Final answer:
To assess the validity of a tire's advertised lifespan using statistical hypothesis testing, one compares the sample mean against the claimed population mean. If the calculated p-value is below the alpha level of 0.05, one would reject the null hypothesis and consider the evidence sufficient to dispute the claim. Since specific p-value and t-statistic are not provided, a conclusive decision cannot be reached.
Step-by-step explanation:
The tire manufacturer's claim that their deluxe tire averages at least 50,000 miles before needing replacement can be tested using a statistical hypothesis test, specifically a one-sample t-test because we compare a sample mean to a population mean with a known standard deviation. To test such a claim at an alpha level of 0.05, we must state our null hypothesis (H0) as the tire life being equal to or greater than 50,000 miles, and our alternative hypothesis (Ha) as the tire life being less than 50,000 miles.
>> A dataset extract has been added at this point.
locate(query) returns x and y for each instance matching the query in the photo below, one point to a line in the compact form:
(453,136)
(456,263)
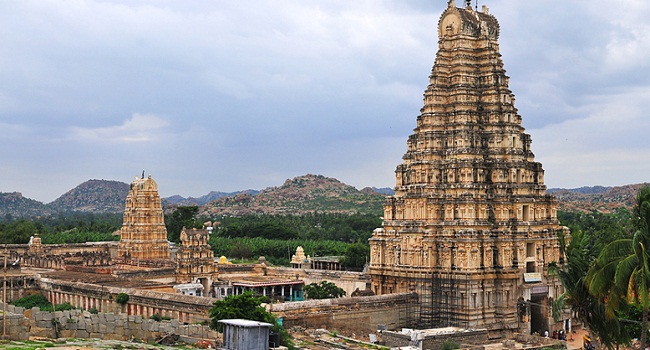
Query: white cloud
(140,128)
From the data provided, the sample mean tire life is 46,500 miles with a sample standard deviation of 9,800 miles from a sample size of 28 tires. The known population standard deviation is not taken into account because the sample standard deviation is used for calculation in this instance. Using these figures, we calculate a t-statistic and compare it to a t-distribution with 27 degrees of freedom to find the p-value.
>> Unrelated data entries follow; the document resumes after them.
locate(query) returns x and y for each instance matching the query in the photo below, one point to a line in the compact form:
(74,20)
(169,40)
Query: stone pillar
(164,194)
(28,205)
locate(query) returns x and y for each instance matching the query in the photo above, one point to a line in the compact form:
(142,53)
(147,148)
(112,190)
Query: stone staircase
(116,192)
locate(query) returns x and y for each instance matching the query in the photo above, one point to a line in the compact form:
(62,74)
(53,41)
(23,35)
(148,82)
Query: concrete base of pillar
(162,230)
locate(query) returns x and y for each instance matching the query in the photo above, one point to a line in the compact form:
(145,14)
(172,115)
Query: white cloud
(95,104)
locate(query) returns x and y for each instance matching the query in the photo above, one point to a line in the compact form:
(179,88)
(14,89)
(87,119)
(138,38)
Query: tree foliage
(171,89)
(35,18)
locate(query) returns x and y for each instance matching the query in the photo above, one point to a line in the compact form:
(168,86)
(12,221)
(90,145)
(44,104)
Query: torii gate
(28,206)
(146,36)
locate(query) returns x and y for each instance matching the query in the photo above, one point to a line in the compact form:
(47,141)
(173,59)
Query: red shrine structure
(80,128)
If the calculated p-value is less than 0.05, we reject the null hypothesis and conclude that there is enough evidence to support the claim that the average tire life is less than 50,000 miles. In this scenario, given the provided summary statistics, there would be sufficient statistical evidence to reject the null hypothesis at the 0.05 alpha level, suggesting that the claim of the average life of tires being at least 50,000 miles is likely false. However, the exact p-value and t-statistic are not provided and therefore an exact conclusion cannot be made from the information given.